Comments (7)
@hornc - Is there any additional feedback you want to solicit before closing this? When you're ready, please label it "Close: will not fix" and close it.
from openlibrary.
I wrote VacuumBot which cleans up records. Recently I've made it update formats and paginations and noticed that some records referred to authors of type redirect or delete. I noticed because the API rejects records with references to redirecting or deleted pages.
I have been correcting these rejects manually, but as of today VacuumBot checks for the existence of authors in linked Work records, and
- removes authors (without checking for correctness) from the Edition record if there are authors in the Work, or
- follows location properties in redirects to new author records, or
- undeletes deleted authors when it finds one following references from Editions.

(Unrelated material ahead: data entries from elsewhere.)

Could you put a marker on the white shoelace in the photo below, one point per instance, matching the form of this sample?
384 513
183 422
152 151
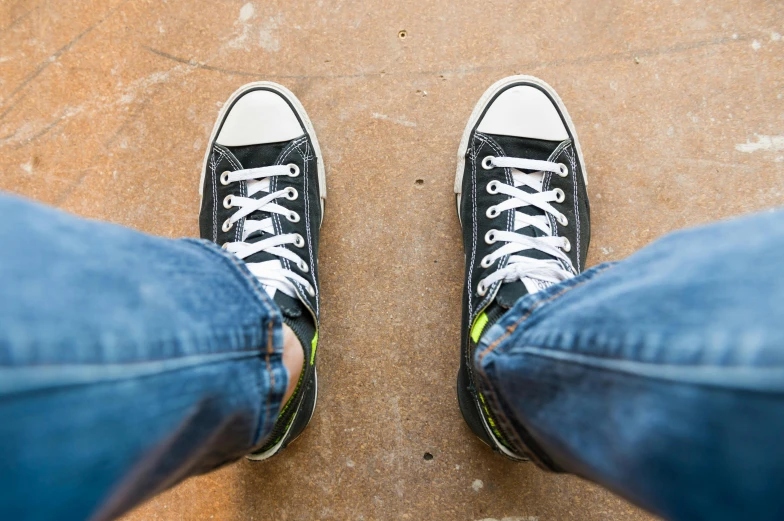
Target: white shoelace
545 271
272 275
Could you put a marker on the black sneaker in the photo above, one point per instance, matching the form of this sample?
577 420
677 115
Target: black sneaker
523 206
263 192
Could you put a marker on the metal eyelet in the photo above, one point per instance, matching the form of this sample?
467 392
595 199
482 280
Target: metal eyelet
487 163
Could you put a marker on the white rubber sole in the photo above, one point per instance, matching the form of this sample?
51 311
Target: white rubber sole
276 448
479 109
298 108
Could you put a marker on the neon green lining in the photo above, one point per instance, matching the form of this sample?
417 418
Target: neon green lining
478 327
313 345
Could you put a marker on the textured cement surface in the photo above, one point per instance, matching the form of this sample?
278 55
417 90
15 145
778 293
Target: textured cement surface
106 107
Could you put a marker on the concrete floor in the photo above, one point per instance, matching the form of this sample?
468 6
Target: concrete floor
106 107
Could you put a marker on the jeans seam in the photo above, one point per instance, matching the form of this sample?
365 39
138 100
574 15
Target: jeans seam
534 307
240 271
490 394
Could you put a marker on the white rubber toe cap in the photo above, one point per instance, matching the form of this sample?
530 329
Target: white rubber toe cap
524 111
260 116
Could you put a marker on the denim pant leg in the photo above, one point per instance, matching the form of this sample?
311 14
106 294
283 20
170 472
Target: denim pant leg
660 377
127 363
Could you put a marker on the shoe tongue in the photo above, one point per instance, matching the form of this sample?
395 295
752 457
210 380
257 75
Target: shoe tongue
295 314
256 156
298 318
526 148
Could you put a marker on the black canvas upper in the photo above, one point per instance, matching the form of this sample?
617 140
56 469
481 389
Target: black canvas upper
301 314
500 297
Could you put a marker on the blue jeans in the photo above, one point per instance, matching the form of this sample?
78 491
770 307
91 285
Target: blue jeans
129 362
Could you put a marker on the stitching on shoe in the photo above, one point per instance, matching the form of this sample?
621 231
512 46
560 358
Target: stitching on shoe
214 165
474 225
572 161
307 227
509 219
240 225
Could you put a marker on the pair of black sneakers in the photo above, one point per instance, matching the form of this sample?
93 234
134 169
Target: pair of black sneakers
521 200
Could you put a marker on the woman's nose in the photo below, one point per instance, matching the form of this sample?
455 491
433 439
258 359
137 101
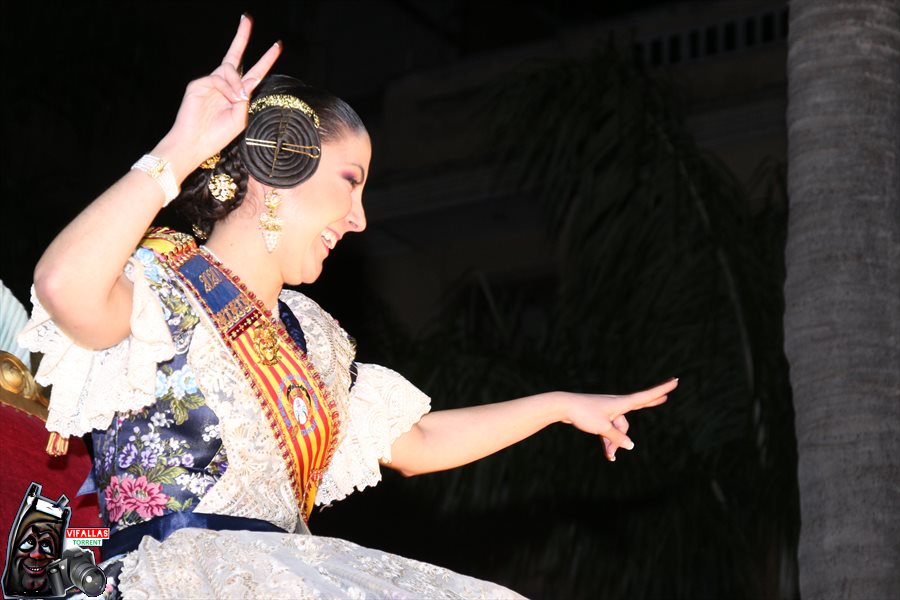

This won't fix them all, but it's a start.
from openlibrary.
@bencomp: How is VacuumBot run? Manually? In a cron job?
from openlibrary.
@bfalling I ran VacuumBot manually. The last time was some years ago.
from openlibrary.
@hornc is this an Issue of just running the bot again or do we need to improve the bot further for existing records?
from openlibrary.
I'm not convinced undeleting authors is a safe step to do automatically. I have had to resolve many 'please see' authors names and also many 'DELETE' author names, some of which have had many different original authors and erroneous entries merged into one item, so untangling the correct original individual is not always straightforward, or even possible. Ideally we should not delete real individual author records at all but use redirects. Some entries however are created for data fragments and do not represent authors at all, so if these are deleted they should remain so.
@tfmorris questioned this edit recently:
https://openlibrary.org/authors/OL2630272A/please_see_Leonard_Lee_Rue_III?m=history
I don't think it is correct for Import Bot to make this sort of change automatically.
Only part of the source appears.